Harvengt Antoine, Bastin Marie, Toussaint Cédric, Beckers Maude, Helleputte Thibault, Lysy Philippe
Pôle EDIN, Institut de Recherche Expérimentale et Clinique, UCLouvain, 1200 Brussels, Belgium.
DNAlytics, 1348 Ottignies-Louvain-la-Neuve, Belgium.
Nutrients. 2025 Aug 12;17(16):2610. doi: 10.3390/nu17162610.

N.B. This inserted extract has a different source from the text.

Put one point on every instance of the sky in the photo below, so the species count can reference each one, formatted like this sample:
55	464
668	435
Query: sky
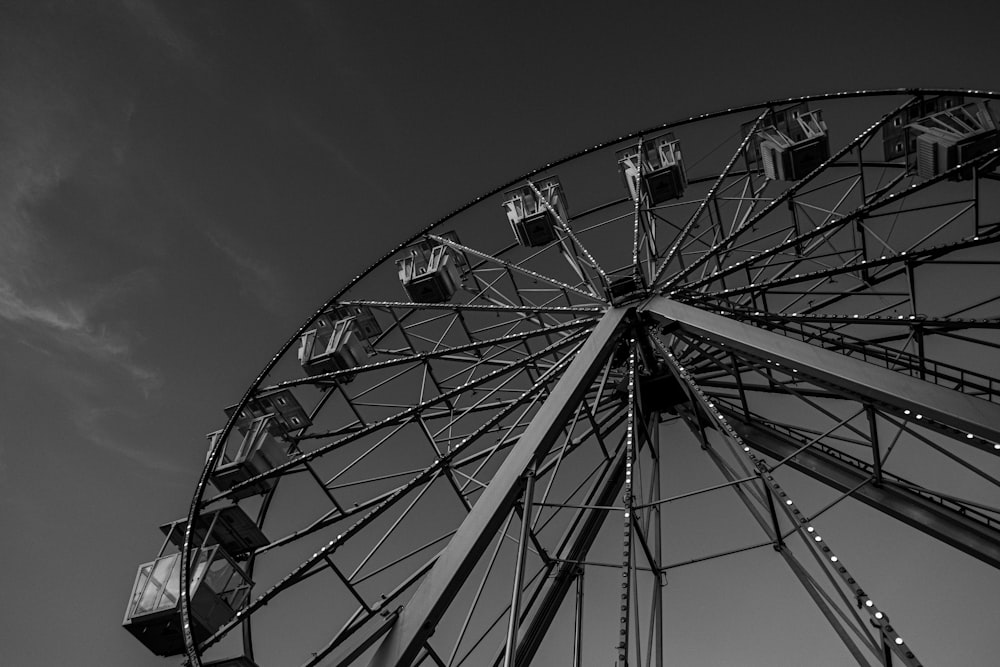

Severe hypoglycemia (SH) is a critical complication in children and adolescents with type 1 diabetes (T1D), associated with cognitive impairment, coma, and significant psychosocial burden. Despite advances in glucose monitoring, predicting SH remains challenging, as most models focus on milder hypoglycemic events. To develop a machine learning model for early prediction of SH using continuous glucose monitoring (CGM) data in children and adolescent T1D patients. This retrospective study analyzed CGM data from 67 patients (37 SH episodes, 1430 non-SH segments). Glycemic curves were segmented into 5-day windows, and 21 features were extracted, including glycemic mean, variability, time below range (TBR < 60 mg/dL), and PCA components of glucose trends. A support vector machine (SVM) model was trained using repeated cross-validation to predict SH 15 min before onset. Model performance was evaluated using sensitivity, specificity, balanced classification rate (BCR), and area under the ROC curve (AUC). The model achieved robust performance, with a median AUC of 90% (IQR: 87-93%) and median BCR of 84% (IQR: 80-89%). Sensitivity and specificity exceeded 80%, demonstrating reliable detection of impending SH. However, the positive predictive value (PPV) was low (12%), with false alarms frequently triggered during descending glucose trends or near-hypoglycemic values (end glucose <54 mg/dL). SH episodes were stratified into two subgroups: group 1 (<45 mg/dL, = 26) and group 2 (>52 mg/dL, = 15). Notably, false alarms occurred at a median interval of 25 days, minimizing alarm fatigue. These findings confirm the feasibility of SH prediction in clinical practice, prioritizing high-risk events over milder hypoglycemia. By alerting patients and medical teams early on, this tool could facilitate individualized treatment adjustments, reduce the risk of serious hypoglycemic events, and thus contribute to more personalized management of pediatric diabetes, while improving patients' quality of life.
严重低血糖(SH)是1型糖尿病(T1D)儿童和青少年的一种关键并发症,与认知障碍、昏迷及显著的社会心理负担相关。尽管血糖监测取得了进展,但预测SH仍然具有挑战性,因为大多数模型关注的是较轻的低血糖事件。本研究旨在利用儿童和青少年T1D患者的连续血糖监测(CGM)数据开发一种用于早期预测SH的机器学习模型。这项回顾性研究分析了67例患者的CGM数据(37次SH发作,1430个非SH时段)。血糖曲线被分割为5天的窗口,并提取了21个特征,包括血糖均值、变异性、低于范围的时间(TBR<60mg/dL)以及葡萄糖趋势的主成分分析成分。使用重复交叉验证训练支持向量机(SVM)模型,以在SH发作前15分钟进行预测。使用灵敏度、特异性、平衡分类率(BCR)和ROC曲线下面积(AUC)评估模型性能。该模型表现出稳健的性能,AUC中位数为90%(IQR:87 - 93%),BCR中位数为84%(IQR:80 - 89%)。灵敏度和特异性超过80%,表明对即将发生的SH具有可靠的检测能力。然而,阳性预测值(PPV)较低(12%),在血糖下降趋势或接近低血糖值(末梢血糖<54mg/dL)时经常触发误报。SH发作被分为两个亚组:第1组(<45mg/dL,n = 26)和第2组(>52mg/dL,n = 15)。值得注意的是,误报的中位间隔为25天,最大限度地减少了警报疲劳。这些发现证实了在临床实践中预测SH的可行性,将高风险事件置于比轻度低血糖更优先的位置。通过尽早提醒患者和医疗团队,该工具可以促进个体化治疗调整,降低严重低血糖事件的风险,从而有助于更个性化地管理儿童糖尿病,同时提高患者的生活质量。